O gece Fenerbahçe, Avrupa Şampiyon Kulüpler Kupası’nda Fransa’nın Nice takımına 5-1 yenilerek elenmişti.
***
12 yaşımdaydım ve Fenerbahçe’nin Avrupa şampiyonu olacağını hayal ediyordum.
O gece yatağıma girdim...
Yorganı başımın üzerine geçirdim.
Ve sabaha kadar ağladım.
Anneciğim beni teselli etmek için sabaha kadar yanımda oturdu. Ağlaya ağlaya ona hayallerimin yıkılışını anlattım.
***
Önceki akşamki maç bittiğinde 58 yıl önceki o geceyi hatırladım...
Yine ağladım.
Bu defa sevinçtendi ve orada, Fenerbahçe’nin Avrupa Şampiyonluğu kupasını kaldırdığı kürsüde, avazım çıktığı kadar bağırıyordum.
***
Ben şanslı bir çocuğum...
Şanslı bir gazeteciyim.
“Orada olmak” duygusunun ne olduğunu hep yaşayarak tattım.
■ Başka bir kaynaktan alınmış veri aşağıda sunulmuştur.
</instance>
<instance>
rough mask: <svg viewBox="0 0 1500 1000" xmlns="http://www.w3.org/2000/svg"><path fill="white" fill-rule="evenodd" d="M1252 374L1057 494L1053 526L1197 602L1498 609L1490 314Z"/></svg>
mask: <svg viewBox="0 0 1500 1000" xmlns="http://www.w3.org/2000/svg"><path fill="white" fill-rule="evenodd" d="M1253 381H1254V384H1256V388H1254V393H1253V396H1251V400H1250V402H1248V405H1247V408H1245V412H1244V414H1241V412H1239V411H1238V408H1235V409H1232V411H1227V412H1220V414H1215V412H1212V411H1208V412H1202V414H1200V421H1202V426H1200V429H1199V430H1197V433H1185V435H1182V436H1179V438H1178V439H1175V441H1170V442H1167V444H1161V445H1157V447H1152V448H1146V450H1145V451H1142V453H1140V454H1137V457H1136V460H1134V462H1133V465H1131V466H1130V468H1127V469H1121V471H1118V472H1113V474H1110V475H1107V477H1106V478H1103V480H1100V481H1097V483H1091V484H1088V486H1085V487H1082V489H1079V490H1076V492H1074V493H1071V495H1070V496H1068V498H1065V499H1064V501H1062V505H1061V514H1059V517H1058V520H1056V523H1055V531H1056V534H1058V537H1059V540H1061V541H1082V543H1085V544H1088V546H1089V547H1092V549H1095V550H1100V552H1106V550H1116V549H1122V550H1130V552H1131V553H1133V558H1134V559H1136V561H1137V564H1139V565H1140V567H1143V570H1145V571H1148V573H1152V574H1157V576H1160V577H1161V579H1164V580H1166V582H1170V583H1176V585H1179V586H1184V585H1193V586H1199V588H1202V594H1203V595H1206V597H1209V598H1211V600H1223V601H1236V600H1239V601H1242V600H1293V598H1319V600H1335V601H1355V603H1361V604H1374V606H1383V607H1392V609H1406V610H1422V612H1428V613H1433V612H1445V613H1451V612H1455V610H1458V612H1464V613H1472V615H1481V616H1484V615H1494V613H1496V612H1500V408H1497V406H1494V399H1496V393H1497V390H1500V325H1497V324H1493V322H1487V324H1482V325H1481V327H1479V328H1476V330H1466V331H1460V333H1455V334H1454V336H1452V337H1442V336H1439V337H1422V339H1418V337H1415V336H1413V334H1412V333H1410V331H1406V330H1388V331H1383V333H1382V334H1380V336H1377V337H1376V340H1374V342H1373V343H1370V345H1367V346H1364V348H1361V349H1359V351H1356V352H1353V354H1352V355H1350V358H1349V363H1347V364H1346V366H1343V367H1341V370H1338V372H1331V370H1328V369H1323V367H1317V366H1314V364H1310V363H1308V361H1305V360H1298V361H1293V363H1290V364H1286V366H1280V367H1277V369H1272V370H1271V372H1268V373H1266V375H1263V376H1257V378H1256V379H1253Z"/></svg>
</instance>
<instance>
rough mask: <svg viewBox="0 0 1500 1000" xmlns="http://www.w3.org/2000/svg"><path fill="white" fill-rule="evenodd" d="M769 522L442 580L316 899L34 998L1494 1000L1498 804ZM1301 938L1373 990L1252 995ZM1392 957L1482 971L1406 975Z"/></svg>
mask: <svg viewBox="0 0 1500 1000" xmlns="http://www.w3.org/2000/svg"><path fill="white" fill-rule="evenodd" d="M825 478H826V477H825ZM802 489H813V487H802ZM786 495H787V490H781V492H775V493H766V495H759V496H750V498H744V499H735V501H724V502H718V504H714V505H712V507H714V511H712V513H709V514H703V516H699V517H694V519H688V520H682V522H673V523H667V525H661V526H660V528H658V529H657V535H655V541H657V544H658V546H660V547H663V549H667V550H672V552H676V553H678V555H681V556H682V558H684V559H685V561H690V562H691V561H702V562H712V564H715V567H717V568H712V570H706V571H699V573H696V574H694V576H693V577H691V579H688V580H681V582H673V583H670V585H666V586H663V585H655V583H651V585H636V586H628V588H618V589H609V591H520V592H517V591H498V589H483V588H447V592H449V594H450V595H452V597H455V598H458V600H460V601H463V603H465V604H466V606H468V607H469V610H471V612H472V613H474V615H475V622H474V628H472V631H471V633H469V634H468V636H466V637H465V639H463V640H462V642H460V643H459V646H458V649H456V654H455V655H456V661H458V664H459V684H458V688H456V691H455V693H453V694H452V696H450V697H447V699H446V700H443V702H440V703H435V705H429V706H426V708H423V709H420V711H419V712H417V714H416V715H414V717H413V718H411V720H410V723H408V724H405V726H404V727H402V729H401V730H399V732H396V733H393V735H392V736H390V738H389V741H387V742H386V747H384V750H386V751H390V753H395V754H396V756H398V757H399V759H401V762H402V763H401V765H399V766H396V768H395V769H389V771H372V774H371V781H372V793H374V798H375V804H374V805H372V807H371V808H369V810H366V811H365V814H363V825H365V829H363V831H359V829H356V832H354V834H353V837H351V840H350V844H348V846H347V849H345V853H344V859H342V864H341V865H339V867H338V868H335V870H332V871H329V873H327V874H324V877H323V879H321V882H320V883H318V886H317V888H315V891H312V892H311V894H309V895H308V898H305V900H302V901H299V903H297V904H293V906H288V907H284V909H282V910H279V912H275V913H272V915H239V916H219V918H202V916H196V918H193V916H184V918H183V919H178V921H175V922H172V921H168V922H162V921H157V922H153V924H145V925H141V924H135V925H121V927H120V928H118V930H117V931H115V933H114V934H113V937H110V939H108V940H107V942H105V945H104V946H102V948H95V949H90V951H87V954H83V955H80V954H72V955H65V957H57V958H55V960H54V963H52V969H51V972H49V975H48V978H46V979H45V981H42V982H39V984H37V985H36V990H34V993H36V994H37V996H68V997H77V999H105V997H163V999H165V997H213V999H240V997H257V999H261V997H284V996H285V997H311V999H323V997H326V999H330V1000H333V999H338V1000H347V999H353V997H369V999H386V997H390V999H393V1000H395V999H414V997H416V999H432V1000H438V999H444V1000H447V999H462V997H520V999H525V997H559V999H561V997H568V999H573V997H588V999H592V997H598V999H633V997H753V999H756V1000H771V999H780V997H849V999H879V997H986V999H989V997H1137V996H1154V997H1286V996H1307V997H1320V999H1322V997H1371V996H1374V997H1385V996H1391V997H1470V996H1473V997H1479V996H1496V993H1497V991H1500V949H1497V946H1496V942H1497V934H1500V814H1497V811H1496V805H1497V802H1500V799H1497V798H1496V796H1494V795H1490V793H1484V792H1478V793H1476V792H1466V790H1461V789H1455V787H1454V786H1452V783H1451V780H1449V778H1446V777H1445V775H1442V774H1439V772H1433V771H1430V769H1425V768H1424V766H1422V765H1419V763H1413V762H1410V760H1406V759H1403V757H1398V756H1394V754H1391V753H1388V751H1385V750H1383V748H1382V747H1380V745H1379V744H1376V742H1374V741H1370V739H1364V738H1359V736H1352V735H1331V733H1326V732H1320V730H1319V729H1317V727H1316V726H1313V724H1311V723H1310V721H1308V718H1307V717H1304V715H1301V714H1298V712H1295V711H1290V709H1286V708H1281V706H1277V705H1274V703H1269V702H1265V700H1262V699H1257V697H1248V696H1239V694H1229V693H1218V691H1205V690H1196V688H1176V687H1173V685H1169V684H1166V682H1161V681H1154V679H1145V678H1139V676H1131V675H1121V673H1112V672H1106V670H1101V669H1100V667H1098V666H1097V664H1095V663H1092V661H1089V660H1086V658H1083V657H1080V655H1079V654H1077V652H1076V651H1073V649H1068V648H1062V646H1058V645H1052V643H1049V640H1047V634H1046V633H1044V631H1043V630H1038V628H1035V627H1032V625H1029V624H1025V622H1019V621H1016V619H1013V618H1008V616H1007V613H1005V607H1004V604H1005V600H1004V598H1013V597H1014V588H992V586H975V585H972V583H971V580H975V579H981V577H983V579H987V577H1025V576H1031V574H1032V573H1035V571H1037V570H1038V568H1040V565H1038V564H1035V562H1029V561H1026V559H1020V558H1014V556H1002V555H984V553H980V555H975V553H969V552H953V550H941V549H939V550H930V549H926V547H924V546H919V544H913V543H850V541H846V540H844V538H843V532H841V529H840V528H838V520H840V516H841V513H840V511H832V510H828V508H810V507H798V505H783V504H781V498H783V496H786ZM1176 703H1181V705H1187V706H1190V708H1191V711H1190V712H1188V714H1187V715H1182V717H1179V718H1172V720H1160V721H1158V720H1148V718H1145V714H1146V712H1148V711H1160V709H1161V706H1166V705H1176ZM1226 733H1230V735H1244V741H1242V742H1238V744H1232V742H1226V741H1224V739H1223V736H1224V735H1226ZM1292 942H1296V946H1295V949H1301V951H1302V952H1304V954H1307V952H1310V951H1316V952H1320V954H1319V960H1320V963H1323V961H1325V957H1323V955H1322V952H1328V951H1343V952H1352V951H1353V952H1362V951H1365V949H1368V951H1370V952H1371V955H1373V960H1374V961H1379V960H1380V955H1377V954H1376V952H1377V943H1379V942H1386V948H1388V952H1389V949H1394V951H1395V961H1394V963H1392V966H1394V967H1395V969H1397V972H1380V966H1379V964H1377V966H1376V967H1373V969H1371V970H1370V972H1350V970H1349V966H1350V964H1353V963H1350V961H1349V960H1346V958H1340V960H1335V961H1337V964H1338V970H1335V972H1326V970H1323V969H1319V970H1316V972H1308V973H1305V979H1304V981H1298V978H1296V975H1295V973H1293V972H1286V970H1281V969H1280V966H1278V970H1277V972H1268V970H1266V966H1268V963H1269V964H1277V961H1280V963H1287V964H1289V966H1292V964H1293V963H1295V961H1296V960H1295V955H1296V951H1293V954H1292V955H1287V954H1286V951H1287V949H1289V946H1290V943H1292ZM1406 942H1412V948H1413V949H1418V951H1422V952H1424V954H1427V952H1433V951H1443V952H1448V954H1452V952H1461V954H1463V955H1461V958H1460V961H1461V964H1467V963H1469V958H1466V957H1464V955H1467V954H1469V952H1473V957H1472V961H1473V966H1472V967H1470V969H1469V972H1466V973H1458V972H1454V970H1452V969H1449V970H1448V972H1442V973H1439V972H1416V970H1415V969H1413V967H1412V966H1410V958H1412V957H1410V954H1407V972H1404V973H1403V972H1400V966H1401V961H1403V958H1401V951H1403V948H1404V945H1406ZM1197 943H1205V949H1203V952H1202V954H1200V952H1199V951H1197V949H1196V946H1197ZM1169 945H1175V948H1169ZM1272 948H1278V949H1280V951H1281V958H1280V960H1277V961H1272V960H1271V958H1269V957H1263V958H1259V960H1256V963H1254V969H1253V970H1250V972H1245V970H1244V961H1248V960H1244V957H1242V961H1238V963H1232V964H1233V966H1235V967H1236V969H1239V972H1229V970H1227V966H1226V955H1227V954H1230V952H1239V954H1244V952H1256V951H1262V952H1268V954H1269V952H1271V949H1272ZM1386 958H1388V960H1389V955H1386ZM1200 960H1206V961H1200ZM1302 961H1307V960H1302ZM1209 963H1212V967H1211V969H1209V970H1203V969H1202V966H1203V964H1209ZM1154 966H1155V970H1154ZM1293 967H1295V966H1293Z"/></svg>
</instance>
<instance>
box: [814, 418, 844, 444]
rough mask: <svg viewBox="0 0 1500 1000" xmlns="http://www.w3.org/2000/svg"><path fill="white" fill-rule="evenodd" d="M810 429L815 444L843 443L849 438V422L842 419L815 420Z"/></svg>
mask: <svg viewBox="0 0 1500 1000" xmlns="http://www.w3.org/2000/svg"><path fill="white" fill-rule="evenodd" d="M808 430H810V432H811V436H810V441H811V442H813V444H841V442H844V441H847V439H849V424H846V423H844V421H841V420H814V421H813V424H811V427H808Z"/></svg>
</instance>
Size de Türkiye’nin bu güzel gecesinin, göremediğiniz taraflarını anlatacağım.
***
Bir de size, takımın koçu, büyük hoca Obradoviç’in kulağıma fısıldadığı sözleri aktaracağım.
Kaç kere kupa kaldırmış biri...
Ama diyor ki, “En sevindiğim şampiyonluk bu oldu...”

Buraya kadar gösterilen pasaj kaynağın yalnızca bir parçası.